Alandi: La Pro e il Casale ci invidiavano
 
«Gli anni con Antonio Montico sono stati quelli di massimo sviluppo del settore giovanile del Trino».
Guido Alandi ricorda con piacere quelle stagioni e ci dice che «preferisco parlare di settore giovanile e tralasciare il football degli adulti, quello è un discorso chiuso da tempo».

Partiamo dal Guido Alandi calciatore.
Nella stagione 1965/66 militavo negli Allievi della Voluntas Trino e nel finale della stagione la prima squadra ebbe un tracollo così dovemmo scendere noi in campo con tre o quattro “anziani” che avevano accettato di finire il campionato. Ovviamente perdemmo tutte le restanti tre partite.

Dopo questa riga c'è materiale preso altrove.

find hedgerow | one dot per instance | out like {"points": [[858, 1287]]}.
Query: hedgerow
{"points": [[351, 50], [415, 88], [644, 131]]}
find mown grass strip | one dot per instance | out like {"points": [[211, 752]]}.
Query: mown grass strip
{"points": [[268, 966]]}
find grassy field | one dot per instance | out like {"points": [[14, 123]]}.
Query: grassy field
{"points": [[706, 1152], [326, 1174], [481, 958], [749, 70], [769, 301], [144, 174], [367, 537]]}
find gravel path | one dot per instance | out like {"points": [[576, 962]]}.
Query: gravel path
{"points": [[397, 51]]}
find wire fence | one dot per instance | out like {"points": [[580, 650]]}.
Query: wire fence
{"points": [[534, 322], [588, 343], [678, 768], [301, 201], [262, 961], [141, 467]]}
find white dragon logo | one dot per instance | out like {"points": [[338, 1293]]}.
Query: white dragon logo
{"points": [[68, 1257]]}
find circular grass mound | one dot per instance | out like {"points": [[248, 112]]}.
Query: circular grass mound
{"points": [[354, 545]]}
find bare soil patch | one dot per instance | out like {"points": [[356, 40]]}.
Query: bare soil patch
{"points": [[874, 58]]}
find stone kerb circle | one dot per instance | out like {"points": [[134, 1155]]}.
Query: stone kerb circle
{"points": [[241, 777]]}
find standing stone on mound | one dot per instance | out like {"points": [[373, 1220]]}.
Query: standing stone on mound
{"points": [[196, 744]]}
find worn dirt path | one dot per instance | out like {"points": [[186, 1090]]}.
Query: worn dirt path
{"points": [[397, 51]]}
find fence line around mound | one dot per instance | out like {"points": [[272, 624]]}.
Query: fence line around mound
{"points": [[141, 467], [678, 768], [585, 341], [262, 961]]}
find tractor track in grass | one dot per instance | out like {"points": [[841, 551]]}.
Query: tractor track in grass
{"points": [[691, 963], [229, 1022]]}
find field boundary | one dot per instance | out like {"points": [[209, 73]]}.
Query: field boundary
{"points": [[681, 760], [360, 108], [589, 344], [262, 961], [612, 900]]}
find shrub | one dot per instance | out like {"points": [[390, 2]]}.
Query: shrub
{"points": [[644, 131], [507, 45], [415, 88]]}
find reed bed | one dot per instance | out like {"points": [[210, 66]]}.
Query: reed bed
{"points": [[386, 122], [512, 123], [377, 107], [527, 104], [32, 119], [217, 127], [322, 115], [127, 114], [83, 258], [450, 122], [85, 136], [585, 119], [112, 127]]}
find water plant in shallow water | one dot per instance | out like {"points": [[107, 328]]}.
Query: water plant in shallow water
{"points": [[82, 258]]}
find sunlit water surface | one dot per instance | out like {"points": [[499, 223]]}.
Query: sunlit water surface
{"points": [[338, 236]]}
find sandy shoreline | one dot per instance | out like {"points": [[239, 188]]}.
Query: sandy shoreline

La mia carriera di calciatore però finì lì.

Parliamo, invece, del suo grande colpo del settore giovanile.
Morando e Vannelli mi chiamarono a dirigere il vivaio e mi diedero ampio spazio gestionale. All’inizio degli anni Ottanta riuscii a portare a Trino l’ex juventino Antonio Montico (che aveva lasciato il vivaio della Pro Vercelli) che per cinque-sei anni diede una grande impronta al settore giovanile del Trino. Arrivammo ad avere nove squadre. Tutte la categorie erano coperte e disputavamo i campionati regionali. Eravamo invidiati da Pro Vercelli e Casale. E’ stata una grande soddisfazione per me aver creato quel piccolo gioiello.

Cos’era che lo faceva funzionare così bene?
C’era un bellissimo rapporto con i genitori. I collaboratori erano ottimi a partire dal professor Vittorio Tricerri. Personalmente ho sempre preferito le categorie Giovanissimi e Allievi perché sono quelle che mostrano il maggior sviluppo dei ragazzi nel percorso del settore giovanile. La preparazione tecnica impartita da Montico fu eccezionale».

Si ricorda quali furono i ragazzi che ottennero maggior successo?
Furono tanti. Da Roberto Gioia ai gemelli Enrico e Marco Gardano, mio figlio Fabrizio, Cristiano Arnaudi. Ma erano veramente molti i nostri giovani calciatori di qualità e infatti erano tutti nel mirino di Pro Vercelli e Casale.

Cosa ricorda, dal punto di vista tecnico, con maggior piacere di quegli anni?
La qualità che la gestione Montico fece uscire. Lui puntava sui fondamentali del calcio: la cosa basilare.

Oggi, invece...?
Si fa fatica a capire cosa gli allenatori vogliano insegnare ai ragazzi e poi si punta troppo sulla corsa, sulla fisicità e poco sulla tecnica e sulla qualità. I settori giovanili di oggi sono calati molto sotto l’aspetto qualitativo.

Una sua grande soddisfazione.
La più bella è senza dubbio quella di un torneo internazionale a Fenis. La prima squadra del Trino perse la sua partita di campionato, ma noi trionfammo in Valle d’ Aosta contro svizzeri e francesi più vecchi di uno o due anni. Tornammo a casa con un Trofeo splendido. Quel giorno ancora adesso per me resta indimenticabile.

Morando e Vannelli erano contenti del lavoro da lei svolto?
Naturalmente erano soddisfatti di vedere tutte le squadre del settore giovanile trinese primeggiare nei rispettivi campionati e tornei.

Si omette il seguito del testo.